Por más que busco hundirme en la oscuridad, esa que me vuelve un ser frío e insensible, no puedo.

Las sumisas, el ambiente dominante, el olor a cuero, aceite, sexo, las mujeres buscando obtener de mí lo que no he podido darles estos días en los que el reposo lo he incumplido, tratando de distraer mi mente. Pero es imposible, mi cabeza está en otro lado.

Mi pecho no ha dejado de doler. Esas imágenes no se van, tampoco el asfixiante recuerdo que se grabó en mis pupilas para que cada vez que cierre los ojos, vuelva a desgarrarme por dentro.

—Debes descansar. Ya después podremos viajar a Sicilia para pasarla bien en incógnito —me dice Dwayne por tercera vez.

Me paso las manos por el cabello, llenándome el vaso nuevamente con licor. La cabeza me duele, las pastillas no surten efecto y tampoco consigo dormir desde hace 5 días, esos que llevo aquí en Montreal.

—Puedo mandar a traer a Dévora o a Savannah. Hace mucho que no te veo con ellas. Parece que olvidaste tu vida de dominante...

—No necesito a nadie —lo corto— Sal de aquí y déjame solo. Tu presencia me empeora.

—Deberías agradecer que llevo días aquí al pendiente de tu salud. Pero eres tan terco que ni siquiera permites que te revise algún médico.

—Para los sermones. Que no se te olvide con quién estás hablando —espeto.

—Con mi hijo. En este momento te veo solo así.

—Eres patético haciendo la faceta de padre preocupado —burlo— No te queda el papel. Tampoco te estoy tomando en cuenta. Ve a hacer algo productivo.

—¿Para qué? ¿Para que sigas bebiendo y trabajando hasta que vuelvan tus secuelas de ansiedad?. Eso no es muy alpha de tu parte.

—¡Lárgate de una vez!

Cierra los ojos, respirando hondo pero no le queda más remedio que acatar mi orden.

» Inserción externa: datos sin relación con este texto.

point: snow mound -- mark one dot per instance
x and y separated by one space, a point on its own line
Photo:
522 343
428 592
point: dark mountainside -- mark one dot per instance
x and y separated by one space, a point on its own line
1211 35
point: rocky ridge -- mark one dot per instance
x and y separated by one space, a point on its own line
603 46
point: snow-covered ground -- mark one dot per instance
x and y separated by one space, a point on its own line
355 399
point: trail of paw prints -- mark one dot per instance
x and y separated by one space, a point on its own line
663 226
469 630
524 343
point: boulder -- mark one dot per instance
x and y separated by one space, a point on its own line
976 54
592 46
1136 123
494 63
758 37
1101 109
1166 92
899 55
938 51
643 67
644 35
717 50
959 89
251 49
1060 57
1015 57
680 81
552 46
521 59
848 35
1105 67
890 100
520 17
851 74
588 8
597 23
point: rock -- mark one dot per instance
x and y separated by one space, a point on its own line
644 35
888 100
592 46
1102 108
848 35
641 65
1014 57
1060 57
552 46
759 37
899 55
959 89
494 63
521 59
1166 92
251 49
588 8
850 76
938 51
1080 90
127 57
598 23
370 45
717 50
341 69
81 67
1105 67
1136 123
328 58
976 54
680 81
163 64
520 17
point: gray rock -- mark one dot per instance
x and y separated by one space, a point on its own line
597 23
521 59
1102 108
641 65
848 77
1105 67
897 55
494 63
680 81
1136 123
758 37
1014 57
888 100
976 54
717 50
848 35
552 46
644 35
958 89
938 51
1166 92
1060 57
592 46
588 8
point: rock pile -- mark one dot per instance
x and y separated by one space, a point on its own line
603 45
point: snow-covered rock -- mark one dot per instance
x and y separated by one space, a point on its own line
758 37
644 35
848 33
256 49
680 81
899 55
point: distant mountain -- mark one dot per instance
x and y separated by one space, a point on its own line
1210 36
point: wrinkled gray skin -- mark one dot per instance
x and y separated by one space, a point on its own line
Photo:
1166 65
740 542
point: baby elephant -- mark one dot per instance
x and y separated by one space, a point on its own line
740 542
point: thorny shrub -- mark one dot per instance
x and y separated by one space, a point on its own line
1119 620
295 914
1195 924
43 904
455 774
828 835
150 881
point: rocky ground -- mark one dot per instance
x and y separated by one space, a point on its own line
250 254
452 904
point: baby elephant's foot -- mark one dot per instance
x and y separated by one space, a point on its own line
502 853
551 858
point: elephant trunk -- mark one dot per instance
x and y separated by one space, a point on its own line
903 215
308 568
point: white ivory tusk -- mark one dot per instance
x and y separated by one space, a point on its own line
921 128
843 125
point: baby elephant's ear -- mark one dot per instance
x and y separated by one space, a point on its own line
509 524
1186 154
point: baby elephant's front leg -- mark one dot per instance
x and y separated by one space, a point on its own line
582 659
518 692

El vaso lo estrello en el suelo, soltando un grito que estremece mis cuerdas vocales, empeorando el dolor de cabeza.

Dimitri se asusta, alejándose, como si temiera que le hiciera algo.

No soy el único que he estado insoportable. Él también. Muchas veces lo he pillado yendo a las habitaciones de la parte trasera de la casa, una en específico, esa en donde dormía...

Llega la dificultad para respirar, las manos tiemblan y me es imposible controlarme porque duele, duele y quema la rapidez con la que mi corazón bombea hasta hacerme doler la garganta y arder la nariz. Sintiéndome impotente, dolido, martirizado.

Estoy en un estado patético. Nunca me había pasado algo así. Es la primera vez que me desestabilizo de tal forma, todo porque el maldito destino me derribó el pilar más fuerte, volviendo añicos hasta los cimientos en donde podía construir uno más firmes.

—¡No eres el único que la extraña! —le grito al perro, soltando lo que tenía atorado en la garganta desde hace horas— ¡No eres el único que la necesita y anhela! ¡Se llevó todo de mí y de ella!

Se aflige, bajando las orejas hasta hacerse pequeño en el suelo porque mi actitud solo lo pone peor. Pero creo que yo estoy más afectado que él.

—¿Crees que no me dolió escuchar que ya no es ella? —no me importa si me veo ridículo al hablar con un perro— ¡Que ya no es la misma Adler!